Dr. Barrot Lambdin, Pangaea's Director of Implementation Science, was lead author of Patient Volume, Human Resource Levels, and Attrition From HIV Treatment Programs in Central Mozambique published in JAIDS in July 2011.
Lambdin, Barrot H PhD, MPH; Micek, Mark A MD, MPH; Koepsell, Thomas D MD, MPH; Hughes, James P PhD, MS; Sherr, Kenneth PhD, MPH; Pfeiffer, James PhD, MPH; Karagianis, Marina MBChB; Lara, Joseph MPH; Gloyd, Stephen S MD, MPH; Stergachis, Andy PhD, MS
JAIDS Journal of Acquired Immune Deficiency Syndromes:
1 July 2011 - Volume 57 - Issue 3 - pp e33-e39
Implementation and Operational Research: Epidemiology and Prevention
Full text of article available here.
Introduction: Human resource shortages are viewed as one of the primary obstacles to provide effective services to growing patient populations receiving antiretroviral therapy (ART) and to expand ART access further. We examined the relationship of patient volume, human resource levels, and patient characteristics with attrition from HIV treatment programs in central Mozambique.

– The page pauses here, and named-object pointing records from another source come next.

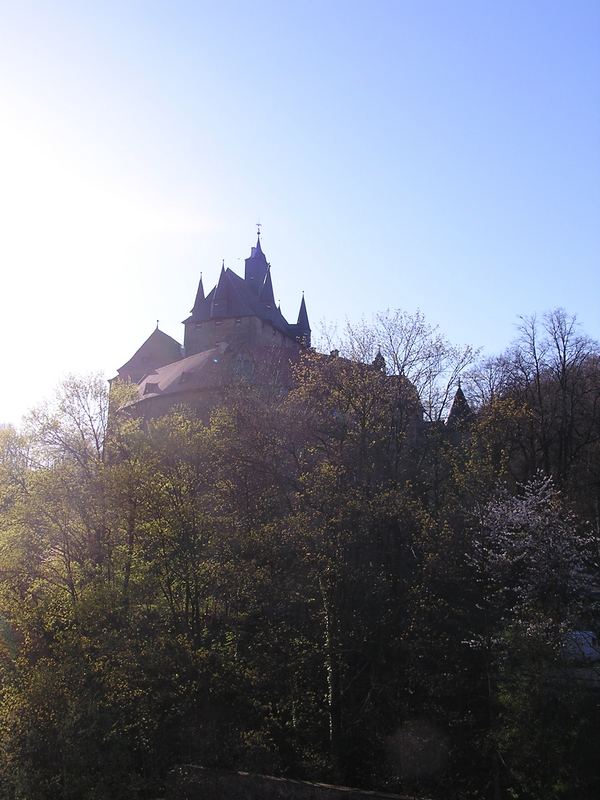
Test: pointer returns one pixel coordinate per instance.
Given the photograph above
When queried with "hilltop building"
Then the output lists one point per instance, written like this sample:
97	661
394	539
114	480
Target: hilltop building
236	330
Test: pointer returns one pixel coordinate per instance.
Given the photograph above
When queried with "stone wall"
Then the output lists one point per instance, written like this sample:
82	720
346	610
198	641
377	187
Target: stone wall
197	783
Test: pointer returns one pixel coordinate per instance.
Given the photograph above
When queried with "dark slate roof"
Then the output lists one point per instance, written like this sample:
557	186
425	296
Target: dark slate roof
158	349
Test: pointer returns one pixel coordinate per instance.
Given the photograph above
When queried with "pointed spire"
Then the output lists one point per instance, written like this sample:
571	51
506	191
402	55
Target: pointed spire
266	291
379	361
303	315
258	247
303	325
460	410
218	292
199	296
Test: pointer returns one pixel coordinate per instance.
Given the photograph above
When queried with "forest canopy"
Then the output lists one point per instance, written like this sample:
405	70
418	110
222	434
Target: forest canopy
347	582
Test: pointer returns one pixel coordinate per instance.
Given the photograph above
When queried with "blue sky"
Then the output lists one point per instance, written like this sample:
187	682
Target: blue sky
435	155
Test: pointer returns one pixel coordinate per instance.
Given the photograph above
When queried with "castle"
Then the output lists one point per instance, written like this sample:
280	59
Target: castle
236	330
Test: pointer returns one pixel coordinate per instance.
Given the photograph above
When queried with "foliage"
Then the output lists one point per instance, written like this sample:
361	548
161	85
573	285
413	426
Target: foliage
318	585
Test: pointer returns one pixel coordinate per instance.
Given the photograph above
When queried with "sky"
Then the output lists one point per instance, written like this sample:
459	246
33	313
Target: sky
432	155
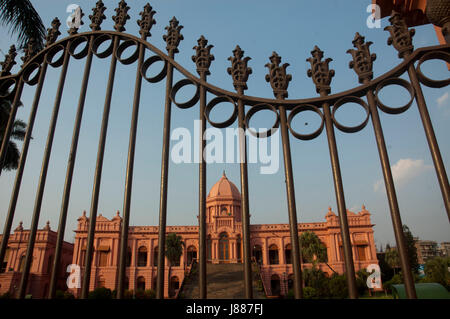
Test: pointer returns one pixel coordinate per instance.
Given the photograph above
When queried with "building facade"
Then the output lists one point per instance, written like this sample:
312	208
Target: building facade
270	244
44	250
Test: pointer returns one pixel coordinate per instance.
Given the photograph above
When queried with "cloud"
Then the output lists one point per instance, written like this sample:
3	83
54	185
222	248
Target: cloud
441	101
404	171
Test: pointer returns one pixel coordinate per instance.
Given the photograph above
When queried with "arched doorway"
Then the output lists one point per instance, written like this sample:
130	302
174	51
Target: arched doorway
275	285
140	284
174	286
224	244
257	253
191	254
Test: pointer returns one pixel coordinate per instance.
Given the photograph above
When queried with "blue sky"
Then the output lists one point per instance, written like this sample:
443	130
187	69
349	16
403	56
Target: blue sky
291	28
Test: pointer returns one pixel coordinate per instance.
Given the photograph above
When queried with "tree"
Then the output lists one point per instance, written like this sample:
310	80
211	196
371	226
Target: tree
17	133
174	250
411	249
392	259
436	270
312	248
23	20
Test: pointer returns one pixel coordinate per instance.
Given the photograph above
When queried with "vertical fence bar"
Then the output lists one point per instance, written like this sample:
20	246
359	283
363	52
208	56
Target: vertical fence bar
172	38
202	194
365	75
69	173
245	201
279	81
293	227
431	139
43	176
129	174
10	125
340	199
98	173
240	72
164	182
392	198
401	39
203	60
22	161
322	75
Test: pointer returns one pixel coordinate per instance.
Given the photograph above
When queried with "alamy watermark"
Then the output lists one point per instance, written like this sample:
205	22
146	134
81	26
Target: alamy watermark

Methods: We conducted a retrospective cohort study of adult, ART-naive, nonpregnant patients who initiated ART between January 2006 and June 2008 in the national HIV care program. Cox proportional hazards models were used to assess the association of patient volume, clinical staff burden, and pharmacy staff burden with attrition, adjusting for patient characteristics.
Results: A total of 11,793 patients from 18 clinics were studied. After adjusting for patient characteristics, patients attending clinics with medium pharmacy staff burden [hazard ratio (HR) = 1.39 (95% CI: 1.07 to 1.80)] and high pharmacy staff burden [HR = 2.09 (95% CI: 1.50 to 2.91)] tended to have a higher risk of attrition (P value for trend: <0.001). Patients attending clinics with higher clinical staff burden did not have a statistically higher risk of attrition. Patients attending clinics with medium patient volume levels [HR = 1.45 (95% CI: 1.04 to 2.04)] and high patient volume levels [HR = 1.41 (95% CI: 1.04 to 1.92)] had a higher risk of attrition, but the trend test was not significant (P = 0.198).
Discussion: Patients attending clinics with higher pharmacy staff burden had a higher risk of attrition. These results highlight a potential area within the health system where interventions could be applied to improve the retention of these patient populations.